- Education: Alexandria University
- Scientific career
- Fields: Pharmacology
- Workplaces: King Abdulaziz University

= Samira Islam =

Saudi pharmacologist

Samira Ibrahim Islam (سميرة إسلام) is a Saudi Arabian pharmacologist. She heads King Fahd Medical Research Center's Drug Monitoring Unit at King Abdulaziz University. She was instrumental in securing formal university education for women in Saudi Arabia.

==Early life and education==
Islam was born in al-Hafuf, al-Ahsaa, Saudi Arabia. Following her secondary education, Islam was sent to Egypt to finish her schooling. She initially enrolled at the Medical School at Alexandria University but transferred to the School of Pharmacy after a year. Here she obtained a BSc in pharmacy and pharmaceutical sciences in 1964, followed by a Masters in 1966. Islam continued to study pharmacology, becoming the first Saudi woman to earn a PhD in 1970.

== Career ==
In 1971, Islam began to lecture at King Abdulaziz University. She was appointed Academic Advisor for the girl's section of the Makkah and Jeddah branches of the university in 1973. She worked to establish formal university education for Saudi women. She became Vice Dean of the Faculty of Medicine in 1974. In 1983, she was appointed as Professor of Pharmacology, becoming the first person from Saudi Arabia to achieve this.

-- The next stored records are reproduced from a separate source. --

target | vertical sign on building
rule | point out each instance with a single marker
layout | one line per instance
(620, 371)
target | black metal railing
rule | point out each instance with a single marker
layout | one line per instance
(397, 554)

Islam has been recognized as an advocate of the nursing profession and founded the first faculty of nursing in Saudi Arabia in 1976.

== Research ==
Islam has investigated drug metabolism as it pertains to the Saudi population. She founded and heads the Drug Monitoring Unit of King Fahd Medical Research Center at King Abdulaziz University. Islam is on the board of the Arab Science and Technology Foundation.

Islam received a Makkah Award of Excellence for her research on the effects and impact of medication on Saudis.